I contratti di convivenza con i figli assumono, per le coppie di fatto, un’importanza assoluta. Infatti, è solo tramite il contratto di convivenza che possono essere sanciti il diritto a versare una somma al convivente ogni mese e il diritto di abitazione. Il problema è che la famiglia, secondo l’articolo 29 della Costituzione italiana, trova il suo fondamento unicamente nel matrimonio: solo fino all’anno scorso, i figli nati fuori dal matrimonio venivano chiamati naturali, mentre quelli nati nel matrimonio erano ritenuti legittimi.

Figli naturali e figli legittimi

È dal 1° gennaio del 2013, con l’entrata in vigore della legge 219 del 2013, che il Codice Civile è stato modificato per far sì che i figli nati all’interno e al di fuori del matrimonio possano essere considerati nello stesso modo. Ecco perché i contratti di convivenza, con i figli, sono fondamentali: essi consentono di tutelare diritti che altrimenti sarebbero negati alle coppie di fatto, basandosi sull’allargamento del concetto di parentela. Dal punto di vista giuridico, la parentela rappresenta il rapporto tra persone legate tra loro da un vincolo di consanguineità poiché discendenti da uno stesso stipite. Ebbene, con l’approvazione della nuova legge, possono essere considerati parenti non solo i figli nati in circostanza di matrimonio, ma anche i figli adotti e quelli nati fuori dal matrimonio. Ciò implica che tutti i figli, oggi, possono vantare il medesimo stato giuridico. La conseguenza più importante è che non esiste più la distinzione tra parentela naturale e parentela legittima.
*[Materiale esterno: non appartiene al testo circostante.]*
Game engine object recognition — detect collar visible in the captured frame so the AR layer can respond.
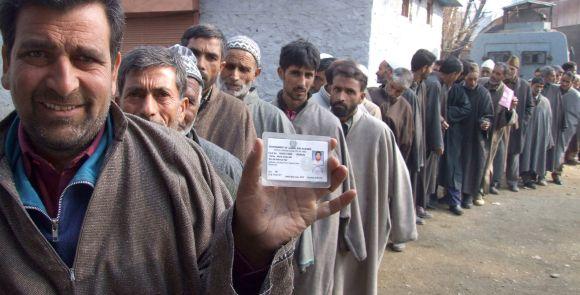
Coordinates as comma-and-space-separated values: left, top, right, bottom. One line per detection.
318, 85, 330, 105
4, 114, 115, 213
277, 90, 312, 121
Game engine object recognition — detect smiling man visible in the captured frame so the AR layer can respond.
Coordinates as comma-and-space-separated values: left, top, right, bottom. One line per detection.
0, 0, 355, 294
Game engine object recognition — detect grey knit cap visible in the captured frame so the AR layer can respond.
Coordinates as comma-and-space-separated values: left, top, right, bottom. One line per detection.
169, 44, 203, 87
226, 35, 262, 67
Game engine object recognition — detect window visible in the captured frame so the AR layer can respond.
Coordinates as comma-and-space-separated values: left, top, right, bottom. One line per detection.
427, 0, 433, 25
522, 51, 546, 65
486, 51, 512, 62
401, 0, 411, 17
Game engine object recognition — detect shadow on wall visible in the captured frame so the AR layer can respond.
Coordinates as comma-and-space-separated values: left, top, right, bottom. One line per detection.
0, 36, 14, 120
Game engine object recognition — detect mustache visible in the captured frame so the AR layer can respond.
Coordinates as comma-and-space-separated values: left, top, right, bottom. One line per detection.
32, 88, 86, 105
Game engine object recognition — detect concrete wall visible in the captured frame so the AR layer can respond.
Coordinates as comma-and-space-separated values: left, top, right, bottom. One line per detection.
368, 0, 443, 82
200, 0, 372, 100
0, 36, 14, 119
200, 0, 443, 100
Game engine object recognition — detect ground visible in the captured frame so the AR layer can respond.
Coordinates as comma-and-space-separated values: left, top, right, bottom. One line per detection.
379, 166, 580, 295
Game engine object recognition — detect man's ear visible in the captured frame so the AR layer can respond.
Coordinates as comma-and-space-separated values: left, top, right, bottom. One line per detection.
177, 97, 189, 123
111, 52, 122, 96
2, 45, 10, 90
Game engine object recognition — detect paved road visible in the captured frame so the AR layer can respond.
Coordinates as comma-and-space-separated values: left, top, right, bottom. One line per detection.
379, 166, 580, 295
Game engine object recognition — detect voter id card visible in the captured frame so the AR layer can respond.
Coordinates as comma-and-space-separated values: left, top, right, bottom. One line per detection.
262, 132, 330, 188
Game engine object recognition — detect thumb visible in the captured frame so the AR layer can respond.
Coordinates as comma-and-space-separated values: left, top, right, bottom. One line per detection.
240, 138, 264, 191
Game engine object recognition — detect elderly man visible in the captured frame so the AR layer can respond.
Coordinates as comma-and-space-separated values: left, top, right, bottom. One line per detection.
380, 68, 415, 161
520, 77, 554, 189
0, 0, 355, 294
181, 25, 257, 162
504, 56, 534, 192
461, 62, 493, 209
116, 45, 242, 195
329, 60, 417, 294
220, 36, 294, 138
478, 62, 518, 194
540, 66, 566, 185
438, 57, 472, 215
272, 39, 366, 294
558, 72, 580, 167
480, 59, 495, 78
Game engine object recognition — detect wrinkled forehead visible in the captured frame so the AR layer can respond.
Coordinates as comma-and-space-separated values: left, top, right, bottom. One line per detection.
14, 3, 111, 55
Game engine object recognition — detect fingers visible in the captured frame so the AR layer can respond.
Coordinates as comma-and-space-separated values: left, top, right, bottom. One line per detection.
328, 161, 348, 192
316, 190, 356, 220
330, 138, 338, 151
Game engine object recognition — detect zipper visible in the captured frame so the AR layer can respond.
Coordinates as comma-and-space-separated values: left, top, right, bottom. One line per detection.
24, 181, 94, 242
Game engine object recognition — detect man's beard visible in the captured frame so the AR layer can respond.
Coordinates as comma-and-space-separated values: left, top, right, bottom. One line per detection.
330, 102, 357, 118
22, 89, 112, 153
219, 77, 252, 99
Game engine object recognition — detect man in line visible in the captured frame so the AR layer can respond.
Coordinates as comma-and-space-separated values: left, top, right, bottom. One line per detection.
539, 66, 566, 185
181, 25, 257, 162
310, 53, 336, 96
481, 59, 495, 78
0, 0, 355, 294
272, 39, 366, 294
558, 72, 580, 172
380, 68, 415, 161
438, 57, 471, 215
327, 60, 417, 294
461, 62, 493, 209
309, 57, 336, 110
520, 77, 554, 189
504, 56, 534, 192
116, 45, 243, 196
220, 36, 294, 138
478, 62, 518, 195
405, 49, 441, 222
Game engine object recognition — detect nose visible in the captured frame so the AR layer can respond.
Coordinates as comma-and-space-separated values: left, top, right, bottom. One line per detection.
141, 94, 159, 119
46, 56, 79, 97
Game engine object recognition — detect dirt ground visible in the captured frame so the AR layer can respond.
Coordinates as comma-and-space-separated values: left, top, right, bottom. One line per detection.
379, 166, 580, 295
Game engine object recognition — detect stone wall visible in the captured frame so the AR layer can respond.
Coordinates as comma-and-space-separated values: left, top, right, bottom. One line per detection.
200, 0, 442, 100
0, 36, 14, 119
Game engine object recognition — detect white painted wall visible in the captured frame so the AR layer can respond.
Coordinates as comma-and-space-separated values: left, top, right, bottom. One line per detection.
368, 0, 443, 86
201, 0, 442, 100
0, 35, 14, 120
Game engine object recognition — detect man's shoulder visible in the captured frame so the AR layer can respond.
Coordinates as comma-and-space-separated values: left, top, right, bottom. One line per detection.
122, 114, 202, 162
214, 90, 247, 110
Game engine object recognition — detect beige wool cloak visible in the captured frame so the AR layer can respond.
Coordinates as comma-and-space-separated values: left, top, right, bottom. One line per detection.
272, 97, 366, 295
194, 87, 256, 163
333, 111, 417, 294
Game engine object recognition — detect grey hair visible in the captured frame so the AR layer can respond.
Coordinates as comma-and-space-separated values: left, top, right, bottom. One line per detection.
392, 68, 413, 88
495, 62, 510, 75
562, 71, 576, 82
540, 66, 556, 78
117, 46, 187, 99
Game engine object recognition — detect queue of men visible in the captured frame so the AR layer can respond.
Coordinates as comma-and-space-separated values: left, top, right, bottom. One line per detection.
0, 0, 580, 294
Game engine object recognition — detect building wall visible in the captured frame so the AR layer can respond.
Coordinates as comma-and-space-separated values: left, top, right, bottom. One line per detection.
200, 0, 442, 100
200, 0, 372, 100
0, 36, 14, 119
369, 0, 443, 82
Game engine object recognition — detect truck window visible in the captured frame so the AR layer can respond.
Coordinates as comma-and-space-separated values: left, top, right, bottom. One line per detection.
522, 51, 546, 65
487, 51, 512, 62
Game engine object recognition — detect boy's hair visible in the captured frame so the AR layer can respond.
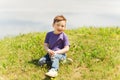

Le garanzie dei contratti di convivenza

Ciò non toglie che solo i contratti di convivenza, con i figli, possano garantire loro tutte le certezze di cui hanno bisogno. Questi contratti, infatti, stabiliscono in maniera trasparente, chiara e legittima tutti i diritti e i doveri di una coppia, inclusi quelli che hanno a che fare con la gestione dei figli. Non va dimenticato, tra l’altro, il fatto che è sempre possibile sottoscrivere un contratto nuovo nel caso in cui determinate condizioni alla base di quello vecchio dovessero mutare o venire a mancare.